Parler de Daft Punk en se limitant à leur musique, c’est ne voir que la partie émergée de l’iceberg. Car Thomas Bangalter et Guy-Manuel de Homem-Christo ont été bien plus que des musiciens ; ils ont été des créateurs de monde, des architectes d’un mythe moderne où le son et l’image sont indissociables. La pierre angulaire de cet édifice est sans conteste leur décision radicale, au tournant des années 2000, de dissimuler leurs visages derrière des casques de robots. Ce geste, loin d’être un simple gimmick marketing, est un acte artistique fondateur. Il leur permet de contrôler totalement leur image, de mettre la musique au premier plan et de créer une aura de mystère fascinante à l’ère de la surexposition médiatique. Le style daft punk est né de cette volonté d’anonymat : un style total, qui englobe la musique, la mode, le cinéma et une philosophie de la discrétion. Les robots ne sont pas des déguisements, ils sont des personnages, des alter ego qui vivent leur propre histoire. Cette narration prend tout son sens avec le projet “Interstella 5555: The Story of the Secret Star System”, un film d’animation japonais réalisé par le légendaire Leiji Matsumoto, qui sert de long clip vidéo à l’intégralité de l’album “Discovery”. Le duo transforme son album en un space opera, une œuvre d’art totale qui fusionne la “French Touch” et l’esthétique manga.

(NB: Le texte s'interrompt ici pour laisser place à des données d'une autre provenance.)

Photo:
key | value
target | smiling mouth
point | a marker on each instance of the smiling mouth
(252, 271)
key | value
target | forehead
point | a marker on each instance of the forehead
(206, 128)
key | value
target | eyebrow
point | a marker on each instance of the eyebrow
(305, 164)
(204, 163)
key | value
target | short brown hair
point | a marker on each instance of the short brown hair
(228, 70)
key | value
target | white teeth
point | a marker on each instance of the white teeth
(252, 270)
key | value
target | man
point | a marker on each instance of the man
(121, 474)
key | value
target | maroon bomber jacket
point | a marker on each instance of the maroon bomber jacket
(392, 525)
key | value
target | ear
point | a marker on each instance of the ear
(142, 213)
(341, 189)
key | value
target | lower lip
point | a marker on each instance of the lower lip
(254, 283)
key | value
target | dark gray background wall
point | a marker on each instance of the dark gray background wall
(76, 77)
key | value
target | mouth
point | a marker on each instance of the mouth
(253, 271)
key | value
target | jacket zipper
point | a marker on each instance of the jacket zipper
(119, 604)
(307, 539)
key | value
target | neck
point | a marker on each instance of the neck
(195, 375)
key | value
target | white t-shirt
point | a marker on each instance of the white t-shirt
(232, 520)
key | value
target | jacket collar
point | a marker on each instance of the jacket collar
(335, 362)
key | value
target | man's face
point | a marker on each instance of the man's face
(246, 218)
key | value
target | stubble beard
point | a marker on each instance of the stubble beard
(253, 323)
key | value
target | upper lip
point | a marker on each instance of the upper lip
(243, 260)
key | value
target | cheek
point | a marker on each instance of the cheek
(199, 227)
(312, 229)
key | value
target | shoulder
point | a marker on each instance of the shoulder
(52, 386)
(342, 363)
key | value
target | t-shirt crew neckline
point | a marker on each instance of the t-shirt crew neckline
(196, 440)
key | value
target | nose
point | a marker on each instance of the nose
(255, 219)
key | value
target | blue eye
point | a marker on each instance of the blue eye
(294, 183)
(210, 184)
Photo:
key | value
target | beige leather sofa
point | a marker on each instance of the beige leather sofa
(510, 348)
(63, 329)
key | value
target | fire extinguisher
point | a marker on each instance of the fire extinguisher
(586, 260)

Cette approche conceptuelle et visuelle a irrigué toute leur carrière. Leur propre film, “Daft Punk’s Electroma” (2006), est un long-métrage expérimental et muet qui suit la quête d’humanité de deux robots. C’est une œuvre aride et poétique, qui explore les thèmes de l’identité et de l’aliénation, au cœur de leur projet artistique. Leur participation à la bande originale du film “Tron: Legacy” (2010) n’est pas un hasard : leur univers rétro-futuriste, inspiré par la science-fiction des années 70 et 80, s’intègre parfaitement à l’esthétique cyberpunk du film. Ils y font même une apparition en tant que DJ dans un club virtuel, brouillant une fois de plus les pistes entre fiction et réalité. Leurs rares apparitions publiques, toujours casqués, sont des événements en soi, méticuleusement mis en scène. La cérémonie des Grammy Awards en 2014, où ils apparaissent en blanc immaculé aux côtés de Pharrell Williams et Nile Rodgers, reste un moment de télévision iconique.
- La Mythologie de l’Anonymat : Les casques sont plus qu’une protection, ils sont une déclaration. Ils critiquent le culte de la célébrité et permettent à l’auditeur de se projeter, de se concentrer uniquement sur l’expérience sensorielle de la musique.
- La Narration Cinématographique : En créant des films ou en associant leur musique à des univers visuels forts, ils ont prouvé que la musique électronique pouvait raconter des histoires complexes et émouvantes, bien au-delà du dancefloor.
- Le Rétro-futurisme Esthétique : Leur style visuel est un mélange unique d’influences, allant de “2001, l’Odyssée de l’espace” au design des synthétiseurs vintage. C’est une vision du futur telle qu’on l’imaginait dans le passé, empreinte de nostalgie et de technologie.
- L’Art de la Collaboration : Le choix de leurs collaborateurs (Julian Casablancas, Giorgio Moroder, The Weeknd) n’est jamais anodin. Chaque featuring est une rencontre entre deux univers, une manière d’enrichir leur propre son et de rendre hommage à leurs héros.
En se séparant en 2021, le duo a mis un point final à une œuvre complète et cohérente. Ils laissent derrière eux non seulement des albums légendaires, mais aussi un univers visuel et conceptuel d’une richesse inouïe, qui a durablement marqué la pop culture et prouvé que l’on pouvait atteindre un succès planétaire tout en restant maître de son propre mythe.